With those tongs, lift the first-breaded tomato slice and gently lay it down in the skillet; it should begin sizzling and cooking right away. There's probably room for some number of other slices in there; go ahead and add as many slices as can fit in there in a single layer without touching each other even a little bit. Soon you'll see that their breading is beginning to change color around the edges. Give them two uninterrupted minutes of cooking on that side, then lift one (with the tongs! Dear God with the tongs) and check it. Is it sort of a pale beige? Give it another minute. Is it golden-brown? It's ready for flipping. Did it crumble to a fine ashen powder as soon as the tongs touched it? What have you done.

When they're ready to flip—when they're golden brown on the down-facing side, probably within three and a half minutes unless the heat is way too low—uh, flip them. Gently, with the tongs. Cook them for roughly the same amount of time on the other side, then remove them—once again, with the tongsto whatever you're using as a drying rack, and sprinkle them with salt (and pepper if you're using it).

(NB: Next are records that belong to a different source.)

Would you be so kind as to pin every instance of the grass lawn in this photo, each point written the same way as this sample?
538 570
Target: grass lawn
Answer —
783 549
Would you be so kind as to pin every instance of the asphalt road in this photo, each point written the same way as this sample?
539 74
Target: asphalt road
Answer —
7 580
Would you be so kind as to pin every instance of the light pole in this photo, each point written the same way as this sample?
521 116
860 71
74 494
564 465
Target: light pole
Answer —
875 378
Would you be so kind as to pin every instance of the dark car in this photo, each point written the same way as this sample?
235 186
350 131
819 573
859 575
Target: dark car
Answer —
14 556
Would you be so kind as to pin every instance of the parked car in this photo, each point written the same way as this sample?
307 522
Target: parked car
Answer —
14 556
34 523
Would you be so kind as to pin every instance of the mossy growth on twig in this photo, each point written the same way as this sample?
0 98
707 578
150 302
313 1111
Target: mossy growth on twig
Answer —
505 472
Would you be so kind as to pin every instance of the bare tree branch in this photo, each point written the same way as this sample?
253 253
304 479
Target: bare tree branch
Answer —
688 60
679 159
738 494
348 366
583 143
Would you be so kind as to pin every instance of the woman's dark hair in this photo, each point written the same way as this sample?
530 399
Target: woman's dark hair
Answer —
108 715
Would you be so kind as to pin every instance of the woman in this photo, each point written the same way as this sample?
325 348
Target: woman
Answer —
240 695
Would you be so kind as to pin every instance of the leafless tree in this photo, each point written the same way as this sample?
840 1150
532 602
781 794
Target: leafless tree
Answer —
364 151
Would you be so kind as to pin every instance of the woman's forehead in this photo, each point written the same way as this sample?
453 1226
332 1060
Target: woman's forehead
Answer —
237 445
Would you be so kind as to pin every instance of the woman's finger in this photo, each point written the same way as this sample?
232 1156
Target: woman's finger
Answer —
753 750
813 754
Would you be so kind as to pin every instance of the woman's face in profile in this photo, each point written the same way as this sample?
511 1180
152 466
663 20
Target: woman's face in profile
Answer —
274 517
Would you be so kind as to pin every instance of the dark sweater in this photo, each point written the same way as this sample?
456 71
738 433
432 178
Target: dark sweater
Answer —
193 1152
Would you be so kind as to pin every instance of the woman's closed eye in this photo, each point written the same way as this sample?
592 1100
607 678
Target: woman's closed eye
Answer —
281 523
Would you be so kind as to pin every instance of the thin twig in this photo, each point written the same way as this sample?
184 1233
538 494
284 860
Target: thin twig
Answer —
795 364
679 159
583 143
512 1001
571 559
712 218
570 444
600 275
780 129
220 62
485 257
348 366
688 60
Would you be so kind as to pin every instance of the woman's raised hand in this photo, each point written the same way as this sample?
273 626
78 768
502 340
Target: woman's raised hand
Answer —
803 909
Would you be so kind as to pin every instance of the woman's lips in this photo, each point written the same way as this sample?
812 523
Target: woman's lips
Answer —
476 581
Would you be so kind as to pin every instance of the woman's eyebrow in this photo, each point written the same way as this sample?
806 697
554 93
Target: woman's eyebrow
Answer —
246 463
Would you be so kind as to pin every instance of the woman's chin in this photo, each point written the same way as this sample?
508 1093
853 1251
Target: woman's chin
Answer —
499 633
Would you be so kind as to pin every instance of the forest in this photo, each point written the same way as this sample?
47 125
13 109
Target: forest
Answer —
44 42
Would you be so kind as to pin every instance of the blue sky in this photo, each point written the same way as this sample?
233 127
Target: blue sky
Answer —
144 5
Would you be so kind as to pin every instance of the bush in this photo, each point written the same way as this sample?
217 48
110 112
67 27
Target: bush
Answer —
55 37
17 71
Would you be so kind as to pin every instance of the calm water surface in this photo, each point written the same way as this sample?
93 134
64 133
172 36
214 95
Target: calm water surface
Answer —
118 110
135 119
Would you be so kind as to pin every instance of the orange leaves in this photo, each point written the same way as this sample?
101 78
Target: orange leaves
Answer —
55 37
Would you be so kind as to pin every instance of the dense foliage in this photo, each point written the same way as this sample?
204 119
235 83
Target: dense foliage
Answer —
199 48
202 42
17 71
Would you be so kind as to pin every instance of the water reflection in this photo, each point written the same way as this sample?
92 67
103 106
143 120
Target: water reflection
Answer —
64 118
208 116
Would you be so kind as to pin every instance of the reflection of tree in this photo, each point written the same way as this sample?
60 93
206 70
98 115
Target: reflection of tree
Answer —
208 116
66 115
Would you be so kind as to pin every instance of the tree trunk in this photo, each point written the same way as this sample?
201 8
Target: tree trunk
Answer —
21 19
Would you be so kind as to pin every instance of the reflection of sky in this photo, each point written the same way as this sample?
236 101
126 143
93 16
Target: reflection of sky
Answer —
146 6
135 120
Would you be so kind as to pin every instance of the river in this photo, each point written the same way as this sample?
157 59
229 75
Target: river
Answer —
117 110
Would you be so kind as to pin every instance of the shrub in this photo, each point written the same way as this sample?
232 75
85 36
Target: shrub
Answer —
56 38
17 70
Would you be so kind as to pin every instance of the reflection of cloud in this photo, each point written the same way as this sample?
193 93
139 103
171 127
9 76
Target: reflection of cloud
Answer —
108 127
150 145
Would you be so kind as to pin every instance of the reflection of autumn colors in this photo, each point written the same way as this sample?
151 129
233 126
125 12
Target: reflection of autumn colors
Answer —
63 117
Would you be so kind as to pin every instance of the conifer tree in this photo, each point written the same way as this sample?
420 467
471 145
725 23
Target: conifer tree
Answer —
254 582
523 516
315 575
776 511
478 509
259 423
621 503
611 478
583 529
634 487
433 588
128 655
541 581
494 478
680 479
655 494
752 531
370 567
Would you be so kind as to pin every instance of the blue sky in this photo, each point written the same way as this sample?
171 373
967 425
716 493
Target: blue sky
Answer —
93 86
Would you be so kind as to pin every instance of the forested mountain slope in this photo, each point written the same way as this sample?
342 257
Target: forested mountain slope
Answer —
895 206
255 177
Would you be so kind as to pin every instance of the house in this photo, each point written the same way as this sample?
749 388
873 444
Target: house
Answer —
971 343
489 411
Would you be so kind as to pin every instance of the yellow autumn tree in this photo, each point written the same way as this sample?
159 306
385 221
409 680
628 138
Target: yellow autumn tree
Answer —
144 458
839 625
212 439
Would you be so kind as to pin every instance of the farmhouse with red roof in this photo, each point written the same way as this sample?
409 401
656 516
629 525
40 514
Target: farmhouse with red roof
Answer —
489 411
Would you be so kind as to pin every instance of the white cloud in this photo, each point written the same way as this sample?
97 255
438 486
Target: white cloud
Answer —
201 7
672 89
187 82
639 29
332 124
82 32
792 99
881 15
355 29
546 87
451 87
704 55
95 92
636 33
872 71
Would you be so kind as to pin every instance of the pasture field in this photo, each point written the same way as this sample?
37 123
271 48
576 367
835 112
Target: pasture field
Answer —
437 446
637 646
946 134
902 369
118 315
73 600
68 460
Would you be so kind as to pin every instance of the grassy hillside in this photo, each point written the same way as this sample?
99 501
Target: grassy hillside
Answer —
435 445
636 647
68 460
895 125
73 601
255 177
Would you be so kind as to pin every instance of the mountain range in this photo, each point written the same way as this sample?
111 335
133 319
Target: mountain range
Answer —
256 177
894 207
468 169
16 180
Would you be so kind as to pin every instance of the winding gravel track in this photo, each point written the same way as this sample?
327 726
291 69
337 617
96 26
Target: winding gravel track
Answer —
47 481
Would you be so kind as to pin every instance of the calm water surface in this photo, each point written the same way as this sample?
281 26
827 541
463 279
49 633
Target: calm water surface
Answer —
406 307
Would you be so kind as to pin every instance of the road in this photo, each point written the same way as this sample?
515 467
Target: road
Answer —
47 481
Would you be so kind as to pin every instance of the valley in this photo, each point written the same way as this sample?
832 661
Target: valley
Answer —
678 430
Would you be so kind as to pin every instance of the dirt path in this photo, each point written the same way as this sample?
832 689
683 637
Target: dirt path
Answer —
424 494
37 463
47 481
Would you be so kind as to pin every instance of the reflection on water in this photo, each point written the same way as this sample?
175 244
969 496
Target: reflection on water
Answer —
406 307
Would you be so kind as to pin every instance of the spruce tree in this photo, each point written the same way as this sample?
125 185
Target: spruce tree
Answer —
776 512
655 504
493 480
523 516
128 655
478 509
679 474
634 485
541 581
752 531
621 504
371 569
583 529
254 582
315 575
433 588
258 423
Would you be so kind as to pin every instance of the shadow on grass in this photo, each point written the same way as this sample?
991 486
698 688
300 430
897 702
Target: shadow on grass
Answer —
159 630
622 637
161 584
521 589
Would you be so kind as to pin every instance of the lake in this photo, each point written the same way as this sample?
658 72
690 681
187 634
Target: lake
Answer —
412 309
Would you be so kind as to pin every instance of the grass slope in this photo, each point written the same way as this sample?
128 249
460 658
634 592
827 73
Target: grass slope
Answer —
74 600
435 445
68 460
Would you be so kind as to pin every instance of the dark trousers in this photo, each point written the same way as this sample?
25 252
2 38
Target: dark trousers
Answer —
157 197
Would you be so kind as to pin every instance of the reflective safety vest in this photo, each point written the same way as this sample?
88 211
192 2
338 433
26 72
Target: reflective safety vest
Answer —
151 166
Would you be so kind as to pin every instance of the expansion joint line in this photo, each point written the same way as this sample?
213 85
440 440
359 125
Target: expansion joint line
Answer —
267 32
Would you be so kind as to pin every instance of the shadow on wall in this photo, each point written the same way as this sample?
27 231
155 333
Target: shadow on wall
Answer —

You know what to do next. No, I was not referring to driving to your old boss's house and punching him right in the damn mouth, like you've wanted to do for years. For fuck's sake. Cook the next batch of breaded tomato slices, same as above. And the next and the next, until they're all golden-brown and crispy and out of the skillet and sprinkled with salt. There. Fried green tomatoes. The fun part now is deciding what to do with them, which is to say how to eat them.


It is fine and in fact wonderful to just pick up a fried green tomato and eat that sucker right out of your hand. If this experience of eating can be improved upon—it's fun to try, in any case—it needn't be. Your fried green tomato is crispy, and brightly tart, and salty, and juicy; the tomato itself softened from its hard underripe state to something more pleasingly tomatolike in there. It's a perfect bite of food. You can just eat these like fritters, or chips for that matter; you'll regret nothing. But they're also incredibly versatile. Pile them in a sandwich—a BLT, perhaps, or just a bunch of fried green tomatoes slapped between two slices of bread. Sub them in for the ham (or for the English muffin!) in an Eggs Benedict type of deal. Top them on a plate with a crabcake or crab imperial. Stack one or two of them on a burger and chuckle in wonderment when they upstage the meat.

The ripening of the rest of the tomatoes on the plant doesn't feel so urgent now. In fact, this was always your plan. You did it on purpose! A master gardener. A regular frickin' Demeter over here. That's the ticket.